Protests and pandemics; Murder hornets and threats of war. Hell, we’re barely into hurricane season, and every time I see a breaking news alert on TV now I sigh and think to myself, “WTF now?” Certainly, it’s been incredible to see how these calls to act against injustice have mobilized the nation. But it’s upsetting and draining and I can’t even watch the news anymore. There’s that undeniable frustration when it feels like marching for a cause never seems to lead to concrete results. The forces that put these injustices into place feel so monolithic redundant take out it almost feels like there’s no point to protest anymore.
It’s normal to feel overwhelmed by the unrelenting negativity. Fighting for so long can leave one feeling numb, lost, or even hopeless, leaving one in a state psychologists sometimes call “crisis fatigue.” On a biochemical level, the physical drain of all this stress is well understood. Cortisol, a hormone that amps up your body for fight or flight responses, is perfect for those short bursts of stress that our ancestors felt when being chased by lions. But our bodies are maladapted to the constant weeks- to months-long pressure we put ourselves through when we protest without success. The constant barrage of negativity puts us into a chronic high-cortisol state, resulting in anxiety, insomnia, weight gain, decreased immunity, and even bone loss. In the face of all this, can you blame someone for throwing up their hands and giving up? The protest burn-out seems inevitable. Expending the time and energy to march on the streets results in pictures in headlines and history books, but there’s little point in risking so much when each day seems to accomplish so little.
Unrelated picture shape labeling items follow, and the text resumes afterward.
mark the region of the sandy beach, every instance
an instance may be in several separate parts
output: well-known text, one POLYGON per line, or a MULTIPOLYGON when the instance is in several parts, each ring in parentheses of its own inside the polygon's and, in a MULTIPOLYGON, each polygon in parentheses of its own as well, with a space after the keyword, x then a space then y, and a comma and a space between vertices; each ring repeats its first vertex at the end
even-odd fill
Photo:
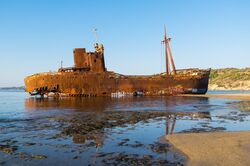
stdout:
MULTIPOLYGON (((206 94, 198 96, 250 100, 250 94, 206 94)), ((250 163, 250 131, 180 133, 166 136, 166 139, 188 157, 188 165, 243 166, 250 163)))
POLYGON ((188 157, 188 165, 240 166, 250 163, 250 132, 187 133, 167 136, 188 157))

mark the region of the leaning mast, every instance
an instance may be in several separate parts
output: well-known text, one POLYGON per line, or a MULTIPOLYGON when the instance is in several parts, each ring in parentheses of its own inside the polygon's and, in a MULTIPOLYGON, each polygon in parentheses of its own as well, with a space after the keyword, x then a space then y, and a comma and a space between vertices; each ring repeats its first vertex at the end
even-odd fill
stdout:
POLYGON ((171 49, 170 49, 169 41, 170 41, 170 38, 167 38, 166 27, 164 26, 164 40, 163 40, 163 43, 165 45, 166 75, 171 74, 170 66, 169 66, 169 58, 170 58, 170 62, 171 62, 171 65, 172 65, 173 74, 176 74, 174 59, 173 59, 172 52, 171 52, 171 49))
Finding ways of staying in the fight outside of the streets will be critical to maintaining momentum.
To that end, it’s essential that we as activists form strategies to enact change that are more sustainable. A recent collaboration between social activists, artists, and organizers within BLM and the LGBTQ community recently culminated in the publication of “The 26 Ways to be in the Struggle Beyond the Streets.” The open letter acknowledges how difficult it is to march every day. Instead, it offers suggestions like preparing meals for people who are marching or circulating news and visuals of protests so they can reach a wider audience. The group also suggests spending volunteer hours engaging in gatherings or recruitment drives to build engagement in your own community. By building toward structural changes within the populace, we can build a larger base of support and help form a coalition with an even wider scope, which can help mitigate the cost of manpower for future protests. But more than all of that, I’d like to highlight the final suggestion and urge you to remember that self-care and patience underpins this entire fight. While it may feel like you’re not out there solving problems, just being someone who cares about what happens in the world is important and valuable because you can have an impact on those immediately around you. You can shift the conversation in the interactions that you have on a daily basis from one of confrontation to one that acknowledges and reframes through understanding. Anyone who has a crazy uncle or racist grandmother knows that this feels impossible. But in acting as a force of positivity and change in your personal connections, you act to change the world. This takes emotional energy. This is why it’s so important to take the time to take care of yourself, because it’s when you’re low on energy that these interactions go out the window. Take breaks. Forgive yourself for not doing more. Practice self-care. Don’t lose that empathy, that hope, because we need it now more than ever. By taking those steps, you ensure that you remain in the kind of mentally healthy headspace that enables one to care for others.